On 02/07/2012 11:16 PM, MIKE OSSIPOFF wrote:
Kristofer:

You say that MJ and RV are the methods to propose because they're the
ones that meet the two criteria you defined.

Have you demonstrated that they're the only ones?

No, I didn't say that, and no, I haven't demonstrated they're the only ones. In fact, it's easy to invent another method that satisfies the properties.

Consider a method I'll call "maximum minimum rating", which simply elects the candidate whose minimum rating is the greatest. It breaks ties by looking at the next-to-minimum rating, and so on.

This method satisfies both of the properties. I would actually go further and say that every method that consists of electing the candidate who maximizes some f(x), where x for a candidate consists of the ratings for the given candidate alone, and where f(x) is monotone (i.e. increasing some rating in x can't decrease the value of f(x)), satisfies the properties. If I'm right, any such method also has Approval-style voting as its maximum strategic vote.

(The converse is not true, I think.)

As for what I meant, let me clarify.

I didn't say that MJ and RV are the only methods to propose because they are the only methods to meet the criteria I mentioned. I said that if you want those criteria, and it's reasonable that you do for a rated method, then you can't have a method that actually punishes Approval-style strategy. Thus, the best you can do is to not be affected by that strategy until enough people use it -- and that's what MJ does.

Now, if you prefer trading off these properties (which imply a quite strong rated variant of the FBC in aggregate) so you can make a stronger guarantee that other forms of strategy doesn't pay, then that's okay. You just can't both have your cake and eat it.

What about Approval? It's simpler. Simpler to define, implement and
vote. And supplementable by the conditionality options that I've
described, to get rid of the co-operation/defection problem.

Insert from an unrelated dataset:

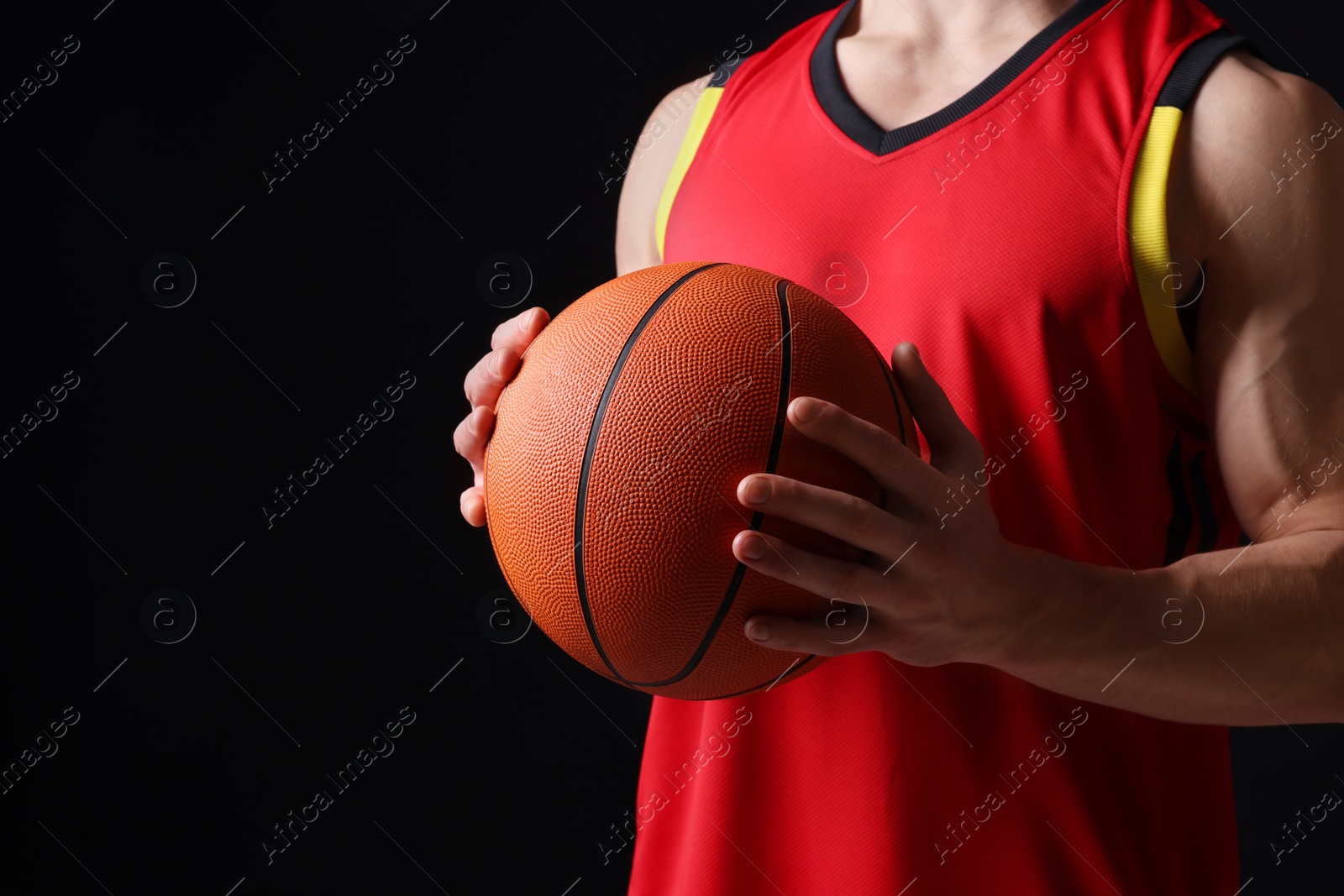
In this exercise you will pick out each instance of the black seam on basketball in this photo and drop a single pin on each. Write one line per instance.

If I'm to use ratings, I would prefer something that doesn't require that I fit my ballot to the polls. To do the frontrunner plus strategy in Approval, you have to know who the frontrunners are, and that data itself might be inaccurate due to strategy.

In a sense, Approval solves the strategy problem by simply making strategy part of its usual working. It's a bit like (though not nearly as bad as) a method that satisfies LNH by simply not looking at the later ranks. By consistently acting like the worst came to pass, you get rid of any temptation to *go* to that worst case, because you're already there.

Aren't your conditional methods ranked methods rather than rated ones? The criteria I mentioned aren't applicable to ranked methods because ranked methods can't pass IIA - and ranked methods make much fewer assumptions about utility than rated ones do.

Don't get me wrong. I would greatly prefer Approval to Plurality. I would also prefer Approval to a certain much more complex non-summable ranked method. I would, however, prefer MJ to Approval. As for Approval vs Range... I'd have to think quite a bit. On the one hand, Range permits greater expression than Approval, but on the other, everybody can see the approval strategy in Range and so that may act to discredit it.

Your reply regarding MJ seemed basically to be saying that maybe you
won't regret voting sincerely in MJ. That's great if you like "maybe".

When you say that some will rate sincerely, you're moving the topic to
psychology. And I like the way you guys like to theorize about how people
would vote, while declining to find out what voting is like in the
various proposed methods, via a poll.

We have the Laraki & Balinski MJ poll. The voters didn't strategize there, though you could of course say that's because they didn't see the implications of the system yet. To take that into account, you'd have to poll the same people many times -- enough that they may sit down and think "you know what, if I do this, I can only benefit...". I'm not sure how you would do that. Perhaps Quinn can do it in his Turk polls.

But maybe you're right. Maybe in MJ some would rate sincerely and some
would, instead, voting in their best interest.

Whether that is good or bad depends on whether the suckers are your
co-factionalists or mine.

In MJ, defectors have no effect unless there are enough of them or they're lucky, since the median is a robust estimator and Approval-strategy basically involves adding outliers to influence the estimator.

Thus, it is "good or bad" depending on whether the "suckers" are in enough of a minority. If not, very little happens. The strategizers as a group only have an effect if they can add enough votes at either the top or bottom to move the median (after tiebreaks) by at least one rating.

And so we're back to where we started. If people strategize "just to be sure", even if they don't see the effects of that strategy, then strategy reinforces itself and you're right. If not, then strategy doesn't matter, because it can't grow popular enough. In the former case, you could go to Approval to even the field. In the latter, if you use MJ instead of Approval, you save the majority from having to do the sort of "who's the frontrunner" effort that you should do in Approval, and you also have better information from which to infer the winner.